Hedge fund and other private fund managers will have to revisit whether they know enough about their clients under recently proposed anti-money laundering rules, experts said.
The Treasury Department's Financial Crimes Enforcement Network proposed on Aug. 25 that private funds have formal anti-money laundering programs in place, including a dedicated AML officer and reporting of suspicious activity. A 60-day comment period begins once the proposal is published in the Federal Register. Compliance would begin six months after a final rule.
The rules — already in force for banks and broker-dealers — would apply to any investment adviser to hedge funds and other private funds that is required to register with the Securities and Exchange Commission, which will enforce them.
Private fund advisers also should expect further regulations, requiring them to create a customer identification program and to conduct enhanced due diligence on higher risk accounts, which FinCEN officials said they will take up later in joint rulemaking effort with the SEC.
“That is a bigger deal,” said Karen Barr, president and CEO of the Investment Adviser Association in Washington.

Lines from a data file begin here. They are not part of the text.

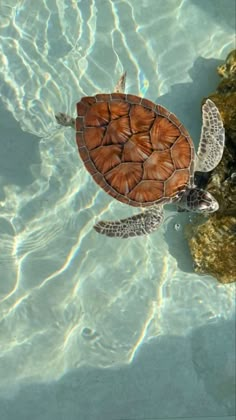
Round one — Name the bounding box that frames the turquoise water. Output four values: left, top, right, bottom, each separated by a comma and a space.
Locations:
0, 0, 235, 420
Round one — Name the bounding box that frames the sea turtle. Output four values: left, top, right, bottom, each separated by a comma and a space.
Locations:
56, 74, 225, 238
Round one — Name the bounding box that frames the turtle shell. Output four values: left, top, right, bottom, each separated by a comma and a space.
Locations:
76, 93, 194, 207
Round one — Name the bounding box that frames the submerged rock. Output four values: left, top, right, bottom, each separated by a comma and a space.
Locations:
186, 50, 236, 283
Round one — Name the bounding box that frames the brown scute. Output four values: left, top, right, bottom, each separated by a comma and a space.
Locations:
128, 181, 164, 203
109, 101, 130, 120
76, 93, 194, 207
96, 93, 111, 102
84, 160, 98, 175
165, 169, 190, 197
102, 117, 131, 145
76, 101, 89, 117
151, 116, 180, 150
76, 133, 85, 147
140, 98, 155, 110
84, 127, 105, 150
84, 102, 110, 127
75, 117, 84, 131
143, 150, 174, 181
171, 136, 192, 169
155, 105, 170, 118
78, 147, 90, 162
90, 145, 122, 174
130, 105, 155, 133
122, 132, 152, 162
105, 163, 143, 195
127, 95, 142, 104
111, 92, 126, 101
93, 172, 107, 190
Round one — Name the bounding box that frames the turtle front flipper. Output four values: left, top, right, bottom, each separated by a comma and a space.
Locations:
114, 71, 126, 93
94, 206, 164, 239
195, 99, 225, 172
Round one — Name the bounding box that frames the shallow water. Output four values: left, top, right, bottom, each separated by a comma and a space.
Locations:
0, 0, 234, 418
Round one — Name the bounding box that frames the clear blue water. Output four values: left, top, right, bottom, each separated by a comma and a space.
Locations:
0, 0, 235, 420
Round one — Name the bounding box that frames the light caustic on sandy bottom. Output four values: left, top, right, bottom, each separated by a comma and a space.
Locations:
0, 0, 233, 386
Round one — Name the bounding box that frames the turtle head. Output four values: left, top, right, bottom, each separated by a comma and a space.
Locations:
178, 187, 219, 213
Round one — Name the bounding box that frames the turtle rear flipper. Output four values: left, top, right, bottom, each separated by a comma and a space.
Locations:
94, 206, 164, 239
195, 99, 225, 172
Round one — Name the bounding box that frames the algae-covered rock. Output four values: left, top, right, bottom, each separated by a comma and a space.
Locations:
186, 50, 236, 283
187, 214, 236, 283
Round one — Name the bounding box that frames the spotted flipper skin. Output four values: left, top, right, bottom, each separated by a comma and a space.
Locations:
114, 72, 126, 93
94, 206, 164, 239
195, 99, 225, 172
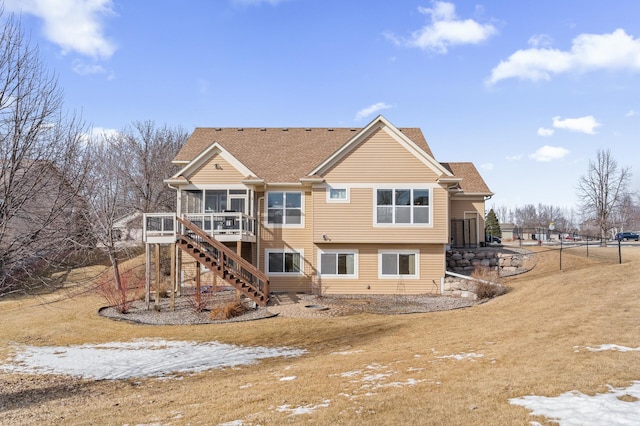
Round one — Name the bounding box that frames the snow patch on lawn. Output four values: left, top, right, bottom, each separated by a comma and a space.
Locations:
587, 343, 640, 352
509, 381, 640, 426
0, 339, 307, 380
436, 352, 484, 361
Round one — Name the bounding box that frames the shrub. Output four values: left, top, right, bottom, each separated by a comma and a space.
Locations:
471, 267, 507, 299
211, 299, 247, 320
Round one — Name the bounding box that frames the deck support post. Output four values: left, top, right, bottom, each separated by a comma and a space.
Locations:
154, 244, 160, 310
144, 243, 151, 310
195, 262, 202, 309
169, 243, 177, 311
175, 245, 182, 296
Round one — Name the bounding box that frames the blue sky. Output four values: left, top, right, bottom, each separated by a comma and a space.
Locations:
5, 0, 640, 213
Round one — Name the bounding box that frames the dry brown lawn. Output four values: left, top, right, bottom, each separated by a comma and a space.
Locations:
0, 247, 640, 425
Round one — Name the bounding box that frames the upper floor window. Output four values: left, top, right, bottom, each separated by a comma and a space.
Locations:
267, 191, 302, 225
376, 188, 430, 224
265, 250, 303, 275
327, 188, 349, 203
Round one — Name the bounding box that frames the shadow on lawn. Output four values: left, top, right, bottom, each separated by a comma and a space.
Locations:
0, 374, 96, 413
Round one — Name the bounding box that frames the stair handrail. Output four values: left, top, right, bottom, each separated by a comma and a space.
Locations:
176, 216, 269, 295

Money managers might be vulnerable to money launderers or terrorist financiers trying to access the U.S. financial system because, unlike banks and broker-dealers that already have been subject to similar rules for years, they are not now required to have anti-money laundering programs or report suspicious activity, said FinCEN Director Jennifer Shasky Calvery.
“We need investment advisers to be vigilant in protecting the integrity of their sector,” she said in a statement issued last month.
Anti-money laundering protections are not new to many money managers, which have voluntarily implemented policies as regulators focused on other financial firms. But after the new rules are finalized, the biggest changes will be more reporting requirements to prove that fund managers are asking the right questions of their clients, more staff training to make sure that all divisions are talking to each other, and annual independent audits. Thorough documentation of all those steps will be key, experts say.
While the costs may not be noticeably different, the amount of time and attention could be, experts say. Public pension fund clients might already have their own state AML rules that advisers should be aware of, too.
“The big impact is going to be clearly suspicious activity reporting, the confidentiality of that reporting, and sharing with other entities. That will be something new for advisers,” said Paul Miller, a Washington partner in law firm Seward & Kissel LLP's investment management group. “There will be a formal assessment of each type of client.”
Even if firms already have anti-money laundering measures in place, “you still have to do some assessment. There's almost a belt-and-suspenders approach. The adviser is not going to get off the hook,” Mr. Miller said.